Il est partout question de l’amour-propre dans les Pensées : « La nature de l’amour propre et de ce moi humain est de n’aimer que soi, et de ne considérer que soi » (743-978). Dans son égoïsme, l’homme ne peut pourtant ignorer « que cet objet qu’il aime ne soit plein de défauts et de misère ».

Blaise Pascal
Blaise Pascal © Getty / Hulton Archive

Tout renvoie l'homme à sa propre déchéance : 

Il veut être grand, et il se voit petit. Il veut être heureux, et il se voit misérable. Il veut être parfait, et il se voit plein d’imperfections. Il veut être l’objet de l’amour et de l’estime des hommes, et il voit que ses défauts ne méritent que leur aversion et leur mépris. 
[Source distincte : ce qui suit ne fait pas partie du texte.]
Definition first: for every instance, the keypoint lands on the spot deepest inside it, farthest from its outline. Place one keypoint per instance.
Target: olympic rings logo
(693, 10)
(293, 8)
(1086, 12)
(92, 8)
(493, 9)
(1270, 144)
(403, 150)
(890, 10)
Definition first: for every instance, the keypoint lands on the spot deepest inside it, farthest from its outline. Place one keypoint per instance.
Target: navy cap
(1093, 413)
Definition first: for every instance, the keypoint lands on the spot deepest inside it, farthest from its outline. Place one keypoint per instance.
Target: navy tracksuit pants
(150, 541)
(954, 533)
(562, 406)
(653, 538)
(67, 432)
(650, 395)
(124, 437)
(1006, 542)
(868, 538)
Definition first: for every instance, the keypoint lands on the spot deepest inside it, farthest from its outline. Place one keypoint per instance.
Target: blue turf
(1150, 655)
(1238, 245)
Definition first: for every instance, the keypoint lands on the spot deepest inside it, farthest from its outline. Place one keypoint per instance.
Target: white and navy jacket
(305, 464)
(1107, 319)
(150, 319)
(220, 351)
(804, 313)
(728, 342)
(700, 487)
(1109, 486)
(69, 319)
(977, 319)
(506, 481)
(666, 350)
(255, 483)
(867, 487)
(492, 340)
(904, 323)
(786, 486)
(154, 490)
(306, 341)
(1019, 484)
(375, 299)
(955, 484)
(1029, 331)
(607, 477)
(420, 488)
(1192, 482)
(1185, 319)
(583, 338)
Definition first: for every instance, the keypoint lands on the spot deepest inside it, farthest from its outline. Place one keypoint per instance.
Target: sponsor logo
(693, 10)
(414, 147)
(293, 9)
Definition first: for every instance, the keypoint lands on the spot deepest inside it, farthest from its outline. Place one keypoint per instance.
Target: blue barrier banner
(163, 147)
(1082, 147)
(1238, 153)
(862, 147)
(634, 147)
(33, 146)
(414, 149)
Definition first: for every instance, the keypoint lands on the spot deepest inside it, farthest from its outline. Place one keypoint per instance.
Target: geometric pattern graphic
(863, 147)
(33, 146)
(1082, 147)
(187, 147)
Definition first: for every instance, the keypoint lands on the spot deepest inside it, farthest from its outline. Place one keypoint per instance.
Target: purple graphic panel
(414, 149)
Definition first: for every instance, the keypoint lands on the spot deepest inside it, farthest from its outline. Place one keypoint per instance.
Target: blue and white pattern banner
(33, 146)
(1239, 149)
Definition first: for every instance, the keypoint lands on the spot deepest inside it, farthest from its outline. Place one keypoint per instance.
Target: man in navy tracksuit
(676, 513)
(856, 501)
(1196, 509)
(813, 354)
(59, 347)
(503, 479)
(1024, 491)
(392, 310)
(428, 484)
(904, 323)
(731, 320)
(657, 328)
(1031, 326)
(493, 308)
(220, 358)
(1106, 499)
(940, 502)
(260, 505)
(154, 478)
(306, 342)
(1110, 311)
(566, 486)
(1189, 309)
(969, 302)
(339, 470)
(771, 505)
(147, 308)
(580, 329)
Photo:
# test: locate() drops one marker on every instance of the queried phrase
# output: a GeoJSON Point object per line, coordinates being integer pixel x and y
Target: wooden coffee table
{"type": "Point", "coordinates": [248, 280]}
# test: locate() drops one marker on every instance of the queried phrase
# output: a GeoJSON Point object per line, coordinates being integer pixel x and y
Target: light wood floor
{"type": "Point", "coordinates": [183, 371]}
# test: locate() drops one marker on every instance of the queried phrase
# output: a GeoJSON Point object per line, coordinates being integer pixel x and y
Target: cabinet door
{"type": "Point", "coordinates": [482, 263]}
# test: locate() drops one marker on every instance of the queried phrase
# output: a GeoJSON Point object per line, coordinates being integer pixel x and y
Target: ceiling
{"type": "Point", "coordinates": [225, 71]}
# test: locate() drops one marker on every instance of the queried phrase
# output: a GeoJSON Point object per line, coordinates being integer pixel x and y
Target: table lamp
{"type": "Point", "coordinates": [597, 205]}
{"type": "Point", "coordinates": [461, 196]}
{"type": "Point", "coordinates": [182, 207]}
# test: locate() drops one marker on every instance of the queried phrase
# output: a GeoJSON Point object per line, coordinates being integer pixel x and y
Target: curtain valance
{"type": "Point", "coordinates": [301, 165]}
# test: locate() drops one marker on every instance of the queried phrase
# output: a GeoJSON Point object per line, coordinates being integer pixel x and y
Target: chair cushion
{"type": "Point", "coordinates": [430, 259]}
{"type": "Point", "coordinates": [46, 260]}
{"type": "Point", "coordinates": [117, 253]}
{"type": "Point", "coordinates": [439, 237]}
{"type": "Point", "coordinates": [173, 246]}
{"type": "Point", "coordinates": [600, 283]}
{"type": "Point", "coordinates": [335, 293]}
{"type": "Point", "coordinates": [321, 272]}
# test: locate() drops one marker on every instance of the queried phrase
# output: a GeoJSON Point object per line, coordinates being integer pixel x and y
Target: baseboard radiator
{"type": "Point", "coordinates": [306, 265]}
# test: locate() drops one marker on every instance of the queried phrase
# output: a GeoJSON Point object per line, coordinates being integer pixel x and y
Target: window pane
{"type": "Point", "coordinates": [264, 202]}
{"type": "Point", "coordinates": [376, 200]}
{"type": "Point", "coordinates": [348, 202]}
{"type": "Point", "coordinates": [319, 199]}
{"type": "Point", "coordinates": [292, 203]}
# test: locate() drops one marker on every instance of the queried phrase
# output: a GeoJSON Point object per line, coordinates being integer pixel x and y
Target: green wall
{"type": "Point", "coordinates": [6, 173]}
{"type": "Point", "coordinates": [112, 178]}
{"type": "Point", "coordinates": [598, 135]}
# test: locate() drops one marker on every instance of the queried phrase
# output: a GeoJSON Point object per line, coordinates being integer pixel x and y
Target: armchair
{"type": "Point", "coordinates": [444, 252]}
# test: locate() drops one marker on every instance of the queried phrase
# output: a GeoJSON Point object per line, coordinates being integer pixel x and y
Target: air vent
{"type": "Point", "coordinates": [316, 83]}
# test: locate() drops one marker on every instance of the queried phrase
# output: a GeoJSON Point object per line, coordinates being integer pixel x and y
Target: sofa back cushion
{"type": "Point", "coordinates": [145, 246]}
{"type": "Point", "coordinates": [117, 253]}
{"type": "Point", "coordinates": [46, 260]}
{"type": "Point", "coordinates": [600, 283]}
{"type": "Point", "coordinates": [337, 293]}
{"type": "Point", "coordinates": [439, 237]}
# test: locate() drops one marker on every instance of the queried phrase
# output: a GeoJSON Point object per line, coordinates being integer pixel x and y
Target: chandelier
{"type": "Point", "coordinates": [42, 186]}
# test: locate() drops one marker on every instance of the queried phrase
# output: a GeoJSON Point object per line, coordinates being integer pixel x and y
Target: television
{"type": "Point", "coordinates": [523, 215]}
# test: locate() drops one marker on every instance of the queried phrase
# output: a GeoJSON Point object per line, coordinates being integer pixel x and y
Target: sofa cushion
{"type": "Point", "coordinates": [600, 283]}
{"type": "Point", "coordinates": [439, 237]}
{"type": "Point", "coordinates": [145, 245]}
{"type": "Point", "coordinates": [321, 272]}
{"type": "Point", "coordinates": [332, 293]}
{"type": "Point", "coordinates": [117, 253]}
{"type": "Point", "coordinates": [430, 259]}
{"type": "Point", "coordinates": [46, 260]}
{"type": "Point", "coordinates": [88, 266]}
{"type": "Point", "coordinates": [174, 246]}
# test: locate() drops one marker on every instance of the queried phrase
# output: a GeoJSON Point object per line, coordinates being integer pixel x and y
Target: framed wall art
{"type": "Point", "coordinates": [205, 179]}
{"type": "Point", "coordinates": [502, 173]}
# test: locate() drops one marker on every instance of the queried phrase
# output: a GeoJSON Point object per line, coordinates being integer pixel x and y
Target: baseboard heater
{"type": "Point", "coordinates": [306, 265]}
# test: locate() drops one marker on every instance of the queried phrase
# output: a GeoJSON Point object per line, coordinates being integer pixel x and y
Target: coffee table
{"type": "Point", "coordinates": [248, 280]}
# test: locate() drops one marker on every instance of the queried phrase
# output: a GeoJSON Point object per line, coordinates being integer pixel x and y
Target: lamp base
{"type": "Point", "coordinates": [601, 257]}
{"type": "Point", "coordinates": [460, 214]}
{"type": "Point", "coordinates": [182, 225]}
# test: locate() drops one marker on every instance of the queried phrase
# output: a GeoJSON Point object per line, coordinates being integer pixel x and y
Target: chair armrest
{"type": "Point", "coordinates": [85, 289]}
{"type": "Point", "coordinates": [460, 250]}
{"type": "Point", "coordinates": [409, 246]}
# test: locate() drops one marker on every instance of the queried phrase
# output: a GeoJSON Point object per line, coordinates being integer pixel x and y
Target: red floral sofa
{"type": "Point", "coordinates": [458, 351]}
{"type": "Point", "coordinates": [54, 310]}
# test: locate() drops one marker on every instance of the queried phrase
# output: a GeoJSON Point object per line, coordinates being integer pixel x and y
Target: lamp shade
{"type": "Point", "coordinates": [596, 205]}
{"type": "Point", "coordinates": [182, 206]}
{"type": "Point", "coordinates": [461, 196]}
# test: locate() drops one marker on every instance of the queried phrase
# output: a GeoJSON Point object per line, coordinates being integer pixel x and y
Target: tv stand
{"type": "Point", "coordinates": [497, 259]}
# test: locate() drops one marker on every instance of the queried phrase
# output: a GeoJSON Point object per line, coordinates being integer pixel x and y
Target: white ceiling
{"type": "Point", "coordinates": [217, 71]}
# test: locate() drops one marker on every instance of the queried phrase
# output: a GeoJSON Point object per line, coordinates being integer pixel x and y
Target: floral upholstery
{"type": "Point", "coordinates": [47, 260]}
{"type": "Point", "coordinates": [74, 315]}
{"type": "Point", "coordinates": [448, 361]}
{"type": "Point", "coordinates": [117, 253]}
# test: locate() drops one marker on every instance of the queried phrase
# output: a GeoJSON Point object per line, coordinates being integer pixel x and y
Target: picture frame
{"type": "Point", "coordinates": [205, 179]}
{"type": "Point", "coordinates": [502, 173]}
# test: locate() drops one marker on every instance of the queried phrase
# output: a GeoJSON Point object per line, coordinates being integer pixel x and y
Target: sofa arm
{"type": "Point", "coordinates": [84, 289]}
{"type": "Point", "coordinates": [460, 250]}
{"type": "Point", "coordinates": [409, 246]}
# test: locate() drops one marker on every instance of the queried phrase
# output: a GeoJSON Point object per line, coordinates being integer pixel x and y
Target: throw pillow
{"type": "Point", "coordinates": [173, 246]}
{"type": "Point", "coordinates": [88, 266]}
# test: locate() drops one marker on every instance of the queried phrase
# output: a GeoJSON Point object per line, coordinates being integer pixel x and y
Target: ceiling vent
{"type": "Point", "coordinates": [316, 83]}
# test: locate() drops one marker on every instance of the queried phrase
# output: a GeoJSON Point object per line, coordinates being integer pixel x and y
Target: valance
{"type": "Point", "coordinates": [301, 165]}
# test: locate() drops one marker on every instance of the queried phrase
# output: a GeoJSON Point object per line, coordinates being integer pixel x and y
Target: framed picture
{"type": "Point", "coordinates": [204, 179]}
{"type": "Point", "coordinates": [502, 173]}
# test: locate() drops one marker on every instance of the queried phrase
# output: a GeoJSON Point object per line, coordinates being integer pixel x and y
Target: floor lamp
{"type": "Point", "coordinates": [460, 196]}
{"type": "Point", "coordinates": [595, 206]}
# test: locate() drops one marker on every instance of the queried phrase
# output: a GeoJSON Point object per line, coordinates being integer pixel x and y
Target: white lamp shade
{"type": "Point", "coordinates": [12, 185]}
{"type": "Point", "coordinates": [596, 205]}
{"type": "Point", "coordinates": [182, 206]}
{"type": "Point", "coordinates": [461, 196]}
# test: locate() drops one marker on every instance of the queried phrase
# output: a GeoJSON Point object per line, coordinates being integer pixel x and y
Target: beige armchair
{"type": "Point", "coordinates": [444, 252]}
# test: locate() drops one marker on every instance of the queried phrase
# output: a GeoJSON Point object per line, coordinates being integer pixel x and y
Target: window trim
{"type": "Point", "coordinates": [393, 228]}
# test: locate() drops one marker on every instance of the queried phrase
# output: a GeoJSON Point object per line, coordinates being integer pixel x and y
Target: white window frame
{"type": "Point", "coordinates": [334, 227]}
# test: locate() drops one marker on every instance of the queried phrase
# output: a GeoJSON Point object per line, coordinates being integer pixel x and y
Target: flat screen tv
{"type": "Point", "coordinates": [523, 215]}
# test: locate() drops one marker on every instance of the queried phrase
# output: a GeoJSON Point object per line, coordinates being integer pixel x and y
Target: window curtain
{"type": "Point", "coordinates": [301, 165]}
Mais au lieu de le convaincre de son état, ce spectacle lui inspire « la plus injuste et la plus criminelle passion qu’il soit possible de s’imaginer », et « il conçoit une haine mortelle contre cette vérité qui le reprend, et qui le convainc de ses défauts ».   

L’amour-propre, que Pascal appelle aussi concupiscence, est le contraire de la charité 

C’est l’amour de la créature qui ne dépend plus de l’amour de Dieu. Pascal suit saint Augustin, pour qui c’est la volonté qui aime, au sens où elle désire, est attirée, comme aimantée par son objet. 

Si c’est par Dieu, cela donne la charité, mais si c’est par la créature, cela donne la concupiscence. L’amour mobilise l’âme, lui donne force et vie ; il la conduit vers son « lieu naturel » : « Mon poids, c’est mon amour », Pondus meum amor meus, disait saint Augustin dans les Confessions (XIII, 9).